As result of the acquisition of our 80% controlling interest, we included all the accounts of eLuxury in our consolidated financial statements and have eliminated all significant intercompany balances and transactions. Net income (loss) attributable to the minority interest in eLuxury is excluded from total consolidated net income (loss) attributable to Culp, Inc. common shareholders.

Based on the terms of the Equity Agreement, we believe the related risks associated with the ownership interests are aligned and therefore, the total consideration of $18.1 million for the 80% controlling interest provides information for the equity value of eLuxury as a whole, and therefore, is useful in estimating fair value of the 20% noncontrolling interest. In order to determine the carrying value of our noncontrolling interest in eLuxury, we applied the Hypothetical-Liquidation-At-Book-Value method (HLBV). HLBV is an approach that is used in practice to determine the carrying value of a noncontrolling interest if it is consistent with an existing profit-sharing arrangement such as the Equity Agreement. Therefore, the carrying amount of the noncontrolling interest of $4.5 million represents the $4.5 million fair value determined at the acquisition date plus its allocation of net loss totaling $75,000 subsequent to the acquisition date and through the end of our third quarter of fiscal 2019.

Other

Acquisitions costs totaling $270,000 were included in selling, general, and administrative expenses in our Consolidated Statement of Net Income for the nine-month period ending January 27, 2019.

Actual revenue and net loss for the period June 22, 2018 through January 27, 2019 were included in our Consolidated Statement of Net Income for the nine-months ended January 27, 2019, and totaled $11.8 million and $248,000, respectively.

 

Pro Forma Financial Information

The following unaudited pro forma consolidated results of operations for the three-month and nine-month periods ending January 27, 2019, and January 28, 2018, have been prepared as if the acquisitions of Read had occurred on May 2, 2016 and eLuxury had occurred on May 1, 2017.

 

     Three Months Ended  

(dollars in thousands, except per share data)

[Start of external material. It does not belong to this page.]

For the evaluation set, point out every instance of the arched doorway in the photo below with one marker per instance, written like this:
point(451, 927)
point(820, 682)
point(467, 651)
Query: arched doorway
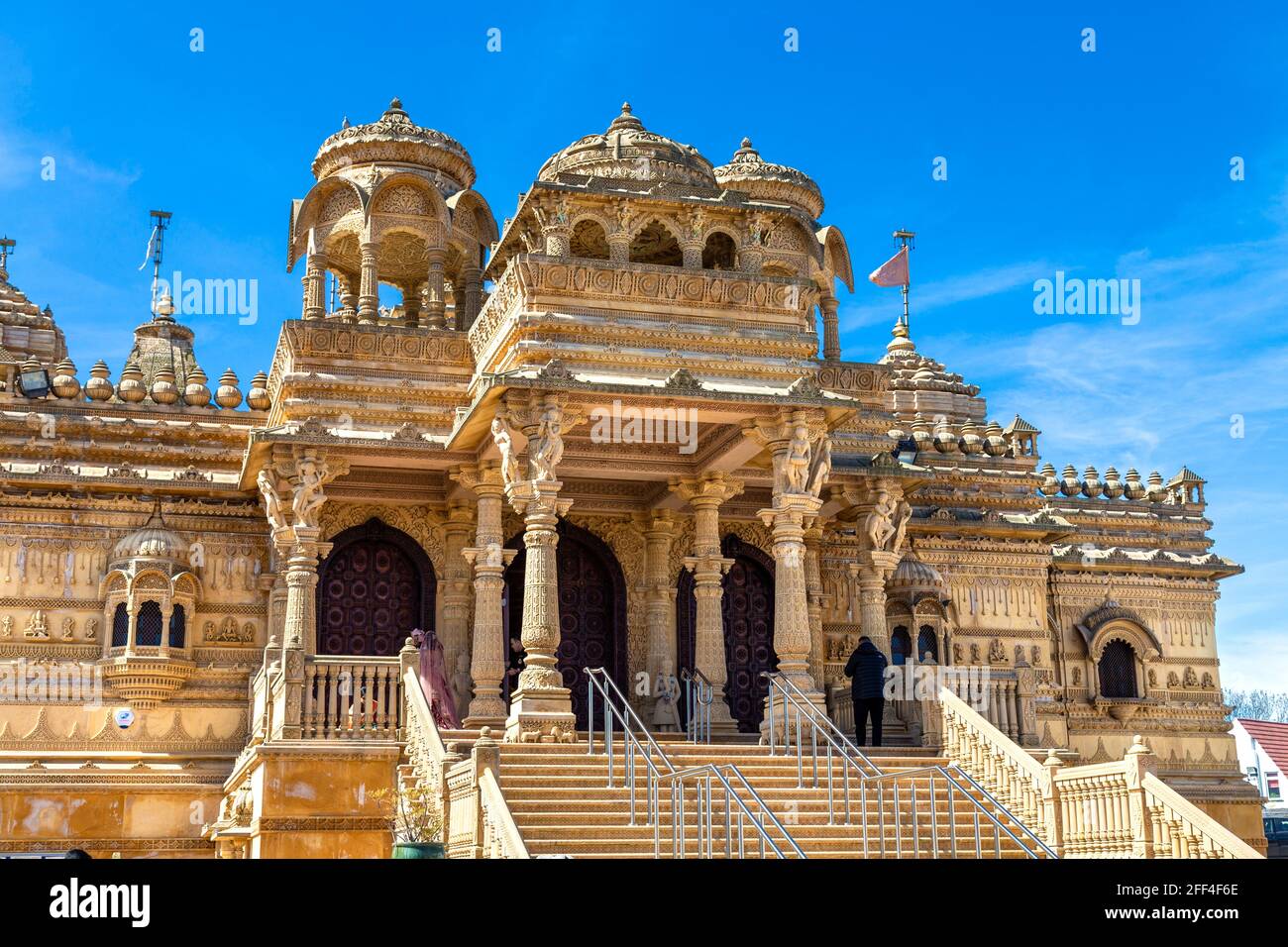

   January 27, 2019      January 28, 2018  

Net Sales

   $ 77,226      $ 93,451  

Income from operations

     4,299        7,257  

Net income (loss)

     3,060        (1,073

Net loss (income)—noncontrolling interest

     94        (36

Net income (loss)—Culp Inc. common shareholders

     3,154        (1,109

Net income (loss) per share (basic)—Culp Inc. common shareholders

     0.25        (0.09

Net income (loss) per share (diluted)—Culp Inc. common shareholders

     0.25        (0.09

 

     Nine Months Ended  

(dollars in thousands, except per share data)

   January 27, 2019      January 28, 2018  

Net Sales

   $ 228,830      $ 270,950  

Income from operations

     10,657        20,799  

Net income

     6,943        7,901  

Net loss (income)—noncontrolling interest

     83        (27

Net income—Culp Inc. common shareholders

     7,026        7,874  

Net income per share (basic)—Culp Inc. common shareholders

     0.56        0.63  

Net income per share (diluted)—Culp Inc. common shareholders

     0.56        0.62  

The unaudited pro forma information is presented for informational purposes only and is not necessarily indicative of the results of operations that actually would have been achieved had the acquisition been consummated as of that time, nor is it intended to be a projection of future results.